Cassandra SELECT on 2ndary index always sorted on partition key?

Say I have the following table and secondary indices defined:

CREATE TABLE ItemUpdates (
    time         timestamp,
    item_name    text,
    item_context text,
    item_descr   text,
    tags         map<text, int>,
    PRIMARY KEY ((time, item_name, item_context))
);

CREATE INDEX ItemUpdateByName
    ON ItemUpdates(item_name);

CREATE INDEX ItemUpdateByContext
    ON ItemUpdates(item_context);

CREATE INDEX ItemUpdateByTag
    ON ItemUpdates(KEYS(tags));

General background information on the data model: an item has a unique name within a context, so (item_name, item_context) is a natural key for items. Tags have some value associated with them.

A natural query in my application is "show me all updates on item X with a certain tag". This translates to:

SELECT * FROM ItemUpdates
    WHERE item_name='x'
        AND item_context='a'
        AND tags CONTAINS KEY 't';

When I try some queries I notice that although the cluster uses the Murmur3Partitioner, the results come ordered by time. This makes sense when you consider that Cassandra stores secondary indices as wide rows, and that colums are ordered by their name.

(1) Does Cassandra always return rows sorted by partition key when selecting on a(n) (set of) indexed column(s)?

The reason I find this interesting is that other natural queries in my application include:

What surprises me is that adding a clause ORDER BY time DESC to my select statement on ItemUpdates results in an error message "ORDER BY with 2ndary indexes is not supported."

(2) (How) can I do a range query on the partition key when I narrow the query by selecting on an indexed column?

Upvotes: 1

Views: 1016

Answers (1)

ashic
ashic

Reputation: 6495

The only natural "auto" sorting that you should get on cassandra is for columns in a wide row. partitions when using murmur3 are not "sorted" as that would mess up the random distribution (afaik). Indexes are stored on each node in a "hidden" table as wide rows. When on filter on an index, it's hitting that "partition" "on the node" and the values are the rows in that partition (which correspond to matching rows on that node). Try your query using different data sets and different columns. Maybe the data you have cause the results to be sorted.
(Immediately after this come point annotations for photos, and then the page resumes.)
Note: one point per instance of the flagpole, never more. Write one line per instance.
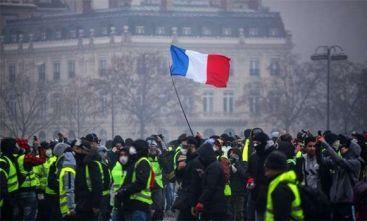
(179, 101)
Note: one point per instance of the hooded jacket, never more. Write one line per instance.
(87, 199)
(212, 195)
(345, 174)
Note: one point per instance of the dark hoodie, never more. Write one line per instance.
(212, 195)
(346, 172)
(87, 199)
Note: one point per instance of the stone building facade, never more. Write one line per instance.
(80, 44)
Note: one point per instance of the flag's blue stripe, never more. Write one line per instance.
(180, 61)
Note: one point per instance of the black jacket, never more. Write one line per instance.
(256, 170)
(213, 182)
(282, 198)
(142, 171)
(87, 199)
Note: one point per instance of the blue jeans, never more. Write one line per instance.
(137, 215)
(26, 206)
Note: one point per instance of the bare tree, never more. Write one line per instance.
(23, 104)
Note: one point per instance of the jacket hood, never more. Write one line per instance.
(60, 148)
(206, 154)
(69, 159)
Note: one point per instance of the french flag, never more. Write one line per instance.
(210, 69)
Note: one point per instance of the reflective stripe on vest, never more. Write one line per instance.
(145, 195)
(245, 150)
(64, 208)
(89, 182)
(41, 172)
(118, 176)
(289, 178)
(29, 177)
(13, 183)
(157, 171)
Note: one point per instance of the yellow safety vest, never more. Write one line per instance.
(245, 150)
(157, 171)
(29, 177)
(145, 195)
(64, 208)
(13, 183)
(289, 178)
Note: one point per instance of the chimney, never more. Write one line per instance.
(254, 4)
(87, 6)
(225, 5)
(166, 5)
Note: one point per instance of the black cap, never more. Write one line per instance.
(92, 138)
(276, 161)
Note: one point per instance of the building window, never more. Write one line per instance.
(139, 30)
(186, 31)
(103, 103)
(228, 98)
(254, 66)
(160, 31)
(254, 104)
(206, 31)
(41, 72)
(102, 67)
(253, 32)
(12, 72)
(56, 71)
(71, 68)
(227, 31)
(208, 102)
(273, 32)
(58, 35)
(274, 66)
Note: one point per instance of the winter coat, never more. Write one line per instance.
(213, 182)
(87, 199)
(237, 180)
(345, 173)
(256, 170)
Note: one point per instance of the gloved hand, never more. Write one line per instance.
(234, 169)
(250, 184)
(199, 207)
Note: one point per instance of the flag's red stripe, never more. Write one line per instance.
(217, 70)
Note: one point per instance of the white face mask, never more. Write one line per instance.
(123, 159)
(48, 152)
(132, 150)
(183, 151)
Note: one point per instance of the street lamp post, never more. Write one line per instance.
(330, 53)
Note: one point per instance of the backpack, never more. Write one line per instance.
(225, 165)
(315, 203)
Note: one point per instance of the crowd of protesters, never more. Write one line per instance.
(319, 176)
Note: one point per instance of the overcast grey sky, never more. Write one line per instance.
(325, 22)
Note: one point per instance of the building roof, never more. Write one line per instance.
(147, 20)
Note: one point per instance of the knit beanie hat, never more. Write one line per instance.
(276, 161)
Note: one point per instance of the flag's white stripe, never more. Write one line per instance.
(197, 66)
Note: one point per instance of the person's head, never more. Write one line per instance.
(118, 142)
(153, 146)
(93, 141)
(124, 156)
(61, 148)
(141, 148)
(8, 146)
(259, 141)
(192, 144)
(275, 164)
(310, 146)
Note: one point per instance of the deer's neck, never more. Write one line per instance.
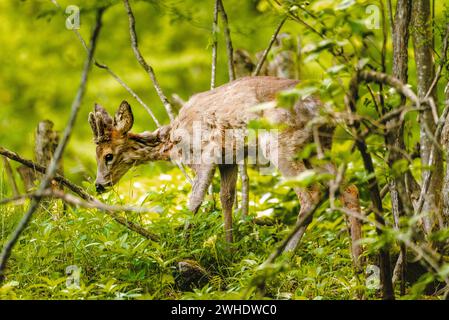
(151, 146)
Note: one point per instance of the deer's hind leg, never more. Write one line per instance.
(350, 200)
(308, 197)
(228, 173)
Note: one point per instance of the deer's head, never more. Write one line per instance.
(117, 148)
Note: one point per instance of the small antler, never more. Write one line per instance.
(101, 123)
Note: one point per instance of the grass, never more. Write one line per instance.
(115, 263)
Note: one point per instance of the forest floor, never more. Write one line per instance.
(84, 254)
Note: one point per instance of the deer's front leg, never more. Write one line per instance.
(203, 178)
(228, 174)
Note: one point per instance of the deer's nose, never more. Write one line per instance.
(100, 188)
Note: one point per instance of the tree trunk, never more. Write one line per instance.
(422, 41)
(400, 199)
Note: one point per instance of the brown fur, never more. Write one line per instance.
(230, 106)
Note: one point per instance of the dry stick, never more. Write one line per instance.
(75, 189)
(443, 62)
(114, 75)
(91, 204)
(428, 175)
(229, 49)
(120, 81)
(150, 71)
(41, 169)
(214, 46)
(429, 256)
(384, 255)
(267, 50)
(143, 63)
(52, 168)
(302, 221)
(10, 174)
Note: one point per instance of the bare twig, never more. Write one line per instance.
(302, 221)
(442, 63)
(10, 175)
(427, 177)
(373, 187)
(214, 45)
(143, 63)
(41, 169)
(112, 211)
(71, 186)
(52, 168)
(229, 49)
(113, 74)
(267, 50)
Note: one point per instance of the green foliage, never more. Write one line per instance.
(40, 70)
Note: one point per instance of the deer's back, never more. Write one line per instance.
(231, 106)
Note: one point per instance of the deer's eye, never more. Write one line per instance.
(108, 158)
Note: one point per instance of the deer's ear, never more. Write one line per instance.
(93, 124)
(124, 119)
(101, 113)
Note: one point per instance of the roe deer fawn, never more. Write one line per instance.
(222, 113)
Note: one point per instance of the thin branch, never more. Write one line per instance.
(143, 63)
(10, 175)
(267, 50)
(114, 75)
(428, 173)
(52, 168)
(119, 80)
(302, 221)
(214, 45)
(229, 49)
(442, 63)
(373, 186)
(41, 169)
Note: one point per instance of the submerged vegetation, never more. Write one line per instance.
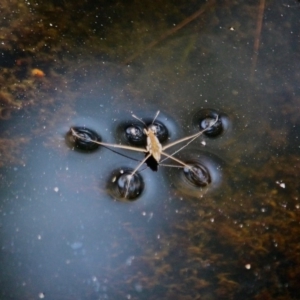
(243, 241)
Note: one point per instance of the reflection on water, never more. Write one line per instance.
(63, 233)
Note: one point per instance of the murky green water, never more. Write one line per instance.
(62, 234)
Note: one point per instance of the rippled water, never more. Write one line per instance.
(65, 234)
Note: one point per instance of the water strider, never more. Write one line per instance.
(153, 150)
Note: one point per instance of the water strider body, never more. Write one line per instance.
(153, 148)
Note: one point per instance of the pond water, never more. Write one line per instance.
(64, 231)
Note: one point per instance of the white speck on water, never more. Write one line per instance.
(129, 260)
(281, 184)
(76, 245)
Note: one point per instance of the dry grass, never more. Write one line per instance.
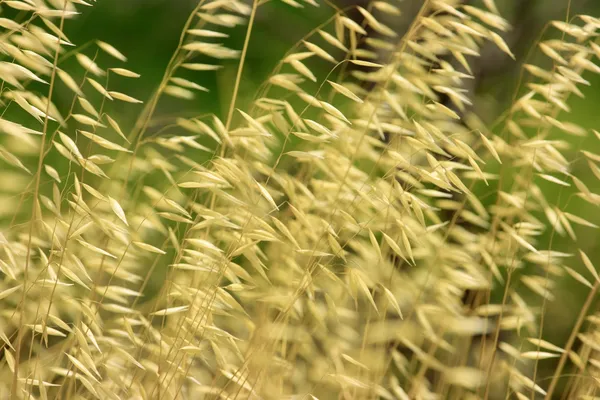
(334, 244)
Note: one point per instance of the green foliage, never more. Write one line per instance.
(354, 230)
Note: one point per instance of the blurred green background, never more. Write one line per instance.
(147, 31)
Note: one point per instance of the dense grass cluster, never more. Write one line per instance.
(329, 241)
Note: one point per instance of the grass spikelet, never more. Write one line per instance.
(354, 226)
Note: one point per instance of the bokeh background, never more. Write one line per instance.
(147, 31)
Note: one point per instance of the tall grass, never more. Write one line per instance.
(357, 232)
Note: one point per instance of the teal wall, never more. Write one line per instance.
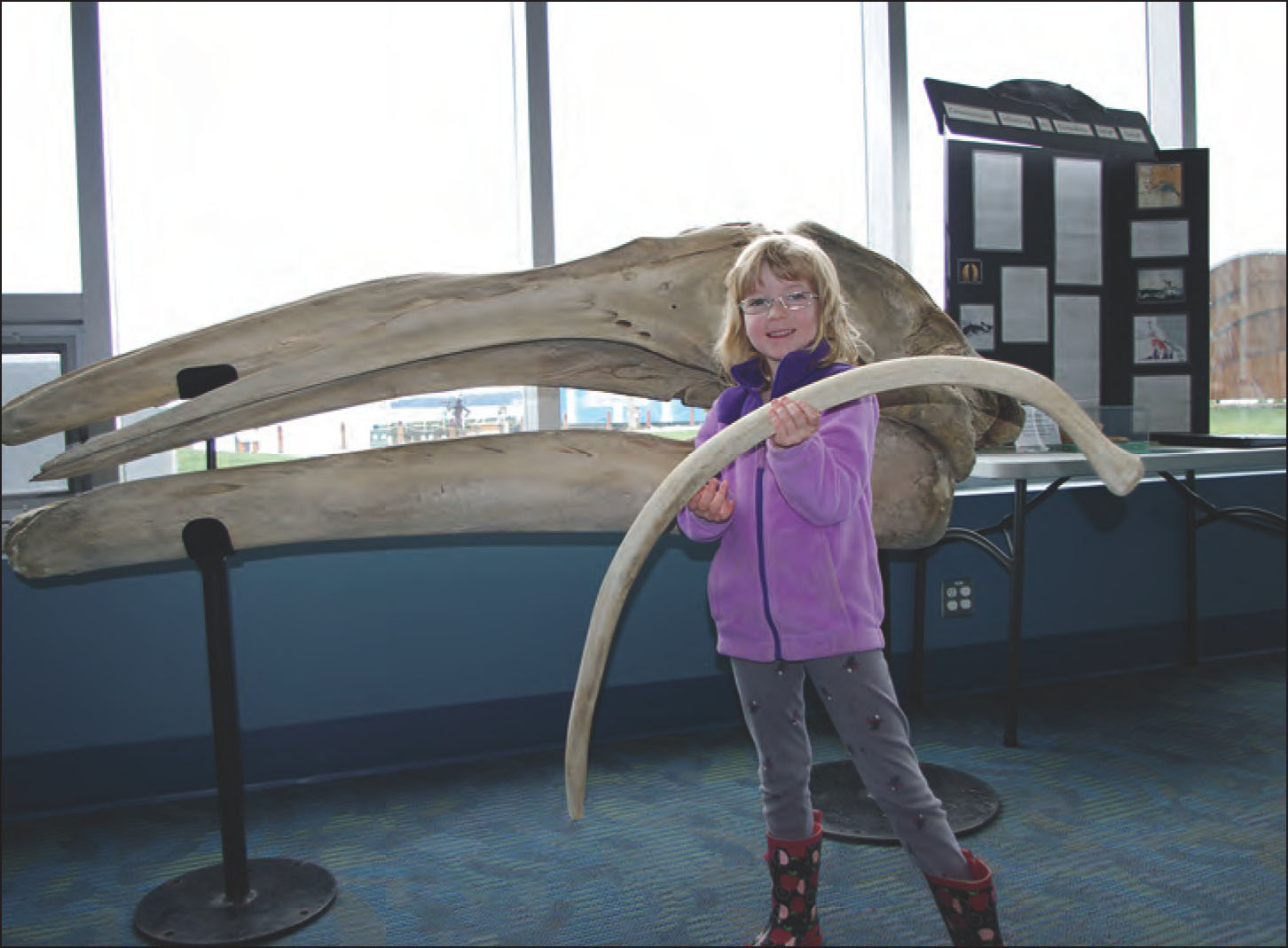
(366, 656)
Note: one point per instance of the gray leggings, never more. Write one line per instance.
(860, 698)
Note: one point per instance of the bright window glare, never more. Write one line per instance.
(667, 116)
(290, 153)
(1241, 119)
(1099, 49)
(42, 247)
(287, 155)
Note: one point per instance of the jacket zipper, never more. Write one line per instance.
(760, 550)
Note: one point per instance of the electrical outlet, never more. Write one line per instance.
(957, 598)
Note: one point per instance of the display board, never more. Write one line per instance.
(1091, 270)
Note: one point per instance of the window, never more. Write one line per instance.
(22, 372)
(667, 116)
(1241, 120)
(287, 155)
(39, 151)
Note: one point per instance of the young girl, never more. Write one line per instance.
(795, 588)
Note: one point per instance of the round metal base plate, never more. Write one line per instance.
(193, 908)
(851, 813)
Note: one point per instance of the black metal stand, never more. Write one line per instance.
(1256, 518)
(849, 811)
(1012, 561)
(236, 900)
(852, 814)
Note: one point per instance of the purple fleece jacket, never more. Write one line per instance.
(797, 575)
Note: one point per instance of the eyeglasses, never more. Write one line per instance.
(760, 305)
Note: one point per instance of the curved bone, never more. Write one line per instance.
(586, 481)
(1119, 470)
(656, 298)
(538, 482)
(656, 294)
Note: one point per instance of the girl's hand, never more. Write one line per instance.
(712, 503)
(794, 421)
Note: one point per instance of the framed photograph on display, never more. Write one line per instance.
(1160, 285)
(1160, 339)
(1159, 184)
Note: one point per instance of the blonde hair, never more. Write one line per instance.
(789, 256)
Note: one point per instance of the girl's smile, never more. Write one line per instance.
(781, 330)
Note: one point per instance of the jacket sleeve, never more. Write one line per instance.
(823, 477)
(692, 526)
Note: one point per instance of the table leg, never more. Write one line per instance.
(1012, 656)
(1190, 649)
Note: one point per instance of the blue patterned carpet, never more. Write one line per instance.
(1147, 809)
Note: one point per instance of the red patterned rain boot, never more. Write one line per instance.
(794, 870)
(969, 907)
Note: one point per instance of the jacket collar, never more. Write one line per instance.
(797, 370)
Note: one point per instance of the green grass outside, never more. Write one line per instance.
(194, 458)
(1247, 419)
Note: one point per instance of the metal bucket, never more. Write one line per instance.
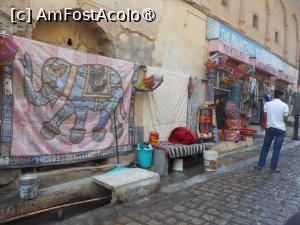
(28, 186)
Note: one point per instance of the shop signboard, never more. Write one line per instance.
(265, 67)
(216, 30)
(221, 46)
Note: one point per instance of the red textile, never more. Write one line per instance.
(264, 120)
(182, 135)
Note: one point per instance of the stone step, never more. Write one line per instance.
(129, 184)
(12, 206)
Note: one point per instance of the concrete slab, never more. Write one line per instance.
(129, 184)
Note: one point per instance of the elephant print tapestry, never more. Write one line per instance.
(63, 104)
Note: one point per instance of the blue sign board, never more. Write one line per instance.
(216, 30)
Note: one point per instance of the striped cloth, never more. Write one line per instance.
(179, 150)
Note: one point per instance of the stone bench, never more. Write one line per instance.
(166, 150)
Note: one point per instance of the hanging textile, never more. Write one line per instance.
(212, 64)
(166, 107)
(235, 95)
(193, 103)
(253, 92)
(63, 102)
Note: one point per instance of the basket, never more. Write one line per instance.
(233, 123)
(232, 135)
(248, 132)
(232, 110)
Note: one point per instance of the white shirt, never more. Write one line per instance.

(2) As it stands, you can only do range queries on clustering keys, not on the partition key. In general, for efficient querying, you should attempt to hit one (or a few) partitions, and filter on indexes / filter on clustering keys / range query on the clustering key. If you attempt to not hit a partition, it becomes a clusterwide operation, which isn't usually great. If you are looking to do cluster wide analysis (ala map reduce style), take a look at Apache Spark. Spark cassandra integration is quite good and is getting better.